Michael Howells, the Pembrokeshire coroner, said Mr Maisey was free from
disease and had not drunk alcohol for at least 48 hours. Post-mortem tests
showed a high level of cannabinoids in his blood.

He recorded a verdict of death by misadventure because Mr Maisey had died while
taking part in an illegal activity. The death led to a warning about the
changing strength of cannabis, which is to be reduced to a Class C drug on Jan
29.

Dr Philip Guy, a lecturer in addictions at the University of Hull, said:
"Cannabis is not the nice hippy drug it used to be. It has been experimented
with to produce stronger varieties."

Dr Guy said that death was more likely if users ate the drug rather than smoked
it. "I would not be surprised if in this case the deceased had ingested a fatal
amount of cannabis."

Last autumn police issued a warning that big consignments of strong cannabis
were being smuggled in from Africa. On Jan 29, cannabis will be reclassified
from a class B to a class C drug.

The shadow home secretary, David Davis, said last night: "This highlights what
we have been saying about the effects of cannabis all along. When will people
wake up to the fact that cannabis can be a harmful drug?

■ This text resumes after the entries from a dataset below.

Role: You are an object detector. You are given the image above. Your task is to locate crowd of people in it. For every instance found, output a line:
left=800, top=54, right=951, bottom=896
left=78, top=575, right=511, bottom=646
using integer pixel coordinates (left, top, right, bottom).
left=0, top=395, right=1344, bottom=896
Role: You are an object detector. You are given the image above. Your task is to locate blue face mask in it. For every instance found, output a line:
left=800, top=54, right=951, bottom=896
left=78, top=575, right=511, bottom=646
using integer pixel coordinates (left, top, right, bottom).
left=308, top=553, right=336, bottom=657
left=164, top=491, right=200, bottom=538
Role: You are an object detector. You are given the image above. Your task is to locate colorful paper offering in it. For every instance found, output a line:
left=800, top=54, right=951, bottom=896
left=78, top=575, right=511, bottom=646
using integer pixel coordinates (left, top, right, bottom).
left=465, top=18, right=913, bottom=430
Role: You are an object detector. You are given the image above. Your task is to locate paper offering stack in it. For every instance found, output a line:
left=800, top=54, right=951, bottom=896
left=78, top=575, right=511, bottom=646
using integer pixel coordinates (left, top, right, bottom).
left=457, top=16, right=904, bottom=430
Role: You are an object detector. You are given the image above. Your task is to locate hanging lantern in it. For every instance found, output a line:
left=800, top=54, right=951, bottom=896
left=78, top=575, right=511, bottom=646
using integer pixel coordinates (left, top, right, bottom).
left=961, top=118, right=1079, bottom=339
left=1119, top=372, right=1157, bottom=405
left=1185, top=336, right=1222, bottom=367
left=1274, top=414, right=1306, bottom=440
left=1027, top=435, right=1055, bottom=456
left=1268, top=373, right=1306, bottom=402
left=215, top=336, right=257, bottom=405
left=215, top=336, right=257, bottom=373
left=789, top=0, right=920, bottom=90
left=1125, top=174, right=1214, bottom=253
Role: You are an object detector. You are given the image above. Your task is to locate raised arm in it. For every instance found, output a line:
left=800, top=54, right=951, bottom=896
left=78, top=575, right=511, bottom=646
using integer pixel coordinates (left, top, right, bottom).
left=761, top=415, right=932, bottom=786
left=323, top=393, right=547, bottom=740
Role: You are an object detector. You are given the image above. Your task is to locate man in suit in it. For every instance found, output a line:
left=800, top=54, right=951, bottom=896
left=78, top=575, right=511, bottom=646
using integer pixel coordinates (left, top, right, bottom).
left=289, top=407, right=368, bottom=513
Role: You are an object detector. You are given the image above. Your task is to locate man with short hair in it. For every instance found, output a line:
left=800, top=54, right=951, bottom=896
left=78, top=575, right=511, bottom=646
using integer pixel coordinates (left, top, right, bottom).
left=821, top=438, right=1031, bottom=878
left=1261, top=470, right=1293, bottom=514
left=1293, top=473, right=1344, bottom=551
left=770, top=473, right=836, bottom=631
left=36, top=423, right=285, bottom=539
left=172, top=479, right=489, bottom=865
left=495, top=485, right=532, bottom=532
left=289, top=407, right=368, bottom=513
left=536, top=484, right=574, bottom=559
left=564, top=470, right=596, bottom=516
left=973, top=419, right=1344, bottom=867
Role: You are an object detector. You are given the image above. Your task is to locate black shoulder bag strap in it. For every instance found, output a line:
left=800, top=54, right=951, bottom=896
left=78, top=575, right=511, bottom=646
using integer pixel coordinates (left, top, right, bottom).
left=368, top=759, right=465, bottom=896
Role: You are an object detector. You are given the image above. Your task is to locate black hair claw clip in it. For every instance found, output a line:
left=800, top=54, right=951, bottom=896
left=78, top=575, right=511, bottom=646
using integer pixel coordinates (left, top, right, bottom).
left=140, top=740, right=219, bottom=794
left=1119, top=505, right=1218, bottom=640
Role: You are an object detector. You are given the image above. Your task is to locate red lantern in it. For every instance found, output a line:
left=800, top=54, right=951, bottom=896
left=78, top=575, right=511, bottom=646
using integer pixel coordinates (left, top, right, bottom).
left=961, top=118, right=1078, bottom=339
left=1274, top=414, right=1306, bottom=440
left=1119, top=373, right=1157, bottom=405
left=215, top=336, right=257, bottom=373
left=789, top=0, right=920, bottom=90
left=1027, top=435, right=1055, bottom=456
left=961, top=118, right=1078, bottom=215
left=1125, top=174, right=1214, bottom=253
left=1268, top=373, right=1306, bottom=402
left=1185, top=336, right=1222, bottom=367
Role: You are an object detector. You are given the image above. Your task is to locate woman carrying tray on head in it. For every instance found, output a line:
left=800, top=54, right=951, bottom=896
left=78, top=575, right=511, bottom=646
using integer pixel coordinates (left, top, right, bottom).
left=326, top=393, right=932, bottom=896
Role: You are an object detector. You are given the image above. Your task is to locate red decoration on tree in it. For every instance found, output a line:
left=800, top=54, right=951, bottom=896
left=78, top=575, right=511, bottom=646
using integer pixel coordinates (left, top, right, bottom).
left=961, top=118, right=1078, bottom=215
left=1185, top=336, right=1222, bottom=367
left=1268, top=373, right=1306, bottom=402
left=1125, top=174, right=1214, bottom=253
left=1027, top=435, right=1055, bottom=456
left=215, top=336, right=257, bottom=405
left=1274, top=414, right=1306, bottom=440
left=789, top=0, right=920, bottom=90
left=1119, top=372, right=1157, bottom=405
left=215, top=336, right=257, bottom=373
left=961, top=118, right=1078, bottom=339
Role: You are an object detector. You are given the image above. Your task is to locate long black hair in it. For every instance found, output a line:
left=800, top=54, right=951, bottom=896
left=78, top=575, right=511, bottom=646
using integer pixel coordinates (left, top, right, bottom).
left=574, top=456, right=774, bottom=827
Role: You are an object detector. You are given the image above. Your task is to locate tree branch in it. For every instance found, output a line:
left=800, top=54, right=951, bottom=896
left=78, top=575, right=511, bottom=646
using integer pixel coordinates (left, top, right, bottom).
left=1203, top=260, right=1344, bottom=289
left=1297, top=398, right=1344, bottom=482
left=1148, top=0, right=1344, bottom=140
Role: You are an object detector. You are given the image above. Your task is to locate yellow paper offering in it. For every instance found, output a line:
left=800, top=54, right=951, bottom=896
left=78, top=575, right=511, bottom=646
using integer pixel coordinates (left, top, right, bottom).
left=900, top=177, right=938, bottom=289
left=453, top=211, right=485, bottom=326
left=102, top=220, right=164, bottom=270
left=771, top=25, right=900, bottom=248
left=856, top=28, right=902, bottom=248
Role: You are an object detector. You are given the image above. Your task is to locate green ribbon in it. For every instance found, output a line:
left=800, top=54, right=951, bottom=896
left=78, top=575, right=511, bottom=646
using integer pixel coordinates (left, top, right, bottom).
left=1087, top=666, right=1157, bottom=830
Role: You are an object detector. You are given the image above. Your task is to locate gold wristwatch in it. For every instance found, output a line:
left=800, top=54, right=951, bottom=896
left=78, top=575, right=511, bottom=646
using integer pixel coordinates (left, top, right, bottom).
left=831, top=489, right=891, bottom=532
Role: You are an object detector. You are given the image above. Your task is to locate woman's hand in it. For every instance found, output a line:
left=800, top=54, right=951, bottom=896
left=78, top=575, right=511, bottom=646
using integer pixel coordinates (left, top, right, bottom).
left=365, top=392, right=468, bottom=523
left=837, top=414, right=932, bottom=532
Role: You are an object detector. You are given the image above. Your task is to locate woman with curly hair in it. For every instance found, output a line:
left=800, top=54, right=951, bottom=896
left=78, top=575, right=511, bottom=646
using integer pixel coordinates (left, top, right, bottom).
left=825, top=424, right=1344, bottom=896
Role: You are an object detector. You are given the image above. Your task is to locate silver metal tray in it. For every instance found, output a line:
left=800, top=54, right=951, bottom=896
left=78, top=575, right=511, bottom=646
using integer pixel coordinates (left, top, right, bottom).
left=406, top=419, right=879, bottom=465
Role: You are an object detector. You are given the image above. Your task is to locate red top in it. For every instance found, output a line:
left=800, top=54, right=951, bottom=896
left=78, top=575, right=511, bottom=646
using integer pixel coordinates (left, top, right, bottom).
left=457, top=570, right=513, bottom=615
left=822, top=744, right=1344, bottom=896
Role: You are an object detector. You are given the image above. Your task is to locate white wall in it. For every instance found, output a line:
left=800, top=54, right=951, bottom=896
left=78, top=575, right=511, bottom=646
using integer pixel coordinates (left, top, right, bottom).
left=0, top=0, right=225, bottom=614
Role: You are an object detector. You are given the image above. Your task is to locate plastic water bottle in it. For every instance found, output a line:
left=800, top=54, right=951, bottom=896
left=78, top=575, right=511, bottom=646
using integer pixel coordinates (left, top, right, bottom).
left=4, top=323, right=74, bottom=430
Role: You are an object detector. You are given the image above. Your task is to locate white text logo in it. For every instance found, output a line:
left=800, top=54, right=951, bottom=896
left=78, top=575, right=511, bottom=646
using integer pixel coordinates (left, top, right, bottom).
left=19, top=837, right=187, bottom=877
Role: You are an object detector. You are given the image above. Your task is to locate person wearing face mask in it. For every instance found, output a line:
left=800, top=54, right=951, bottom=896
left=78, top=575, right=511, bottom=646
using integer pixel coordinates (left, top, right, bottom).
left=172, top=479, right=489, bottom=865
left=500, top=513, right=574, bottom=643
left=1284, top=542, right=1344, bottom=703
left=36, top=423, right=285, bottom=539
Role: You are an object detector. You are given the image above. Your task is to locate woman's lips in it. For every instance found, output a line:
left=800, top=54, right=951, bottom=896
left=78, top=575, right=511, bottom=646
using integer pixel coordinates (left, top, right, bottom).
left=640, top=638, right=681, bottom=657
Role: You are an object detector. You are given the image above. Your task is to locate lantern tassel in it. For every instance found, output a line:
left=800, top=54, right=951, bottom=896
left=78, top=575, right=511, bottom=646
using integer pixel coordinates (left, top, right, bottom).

"By reclassifying the drug David Blunkett has shown he has lost the war on
drugs. In my eyes, it's nothing more than an admission of failure."

Tristan Millington-Drake, the chief executive of the Chemical Dependency
Centre, a charity that provides treatment for people with drug problems, said:
"We have always taken the view that cannabis is an addictive drug, unlike the
pedlars who try to persuade us that it is harmless. The Government's decision
to reclassify cannabis is a mistake."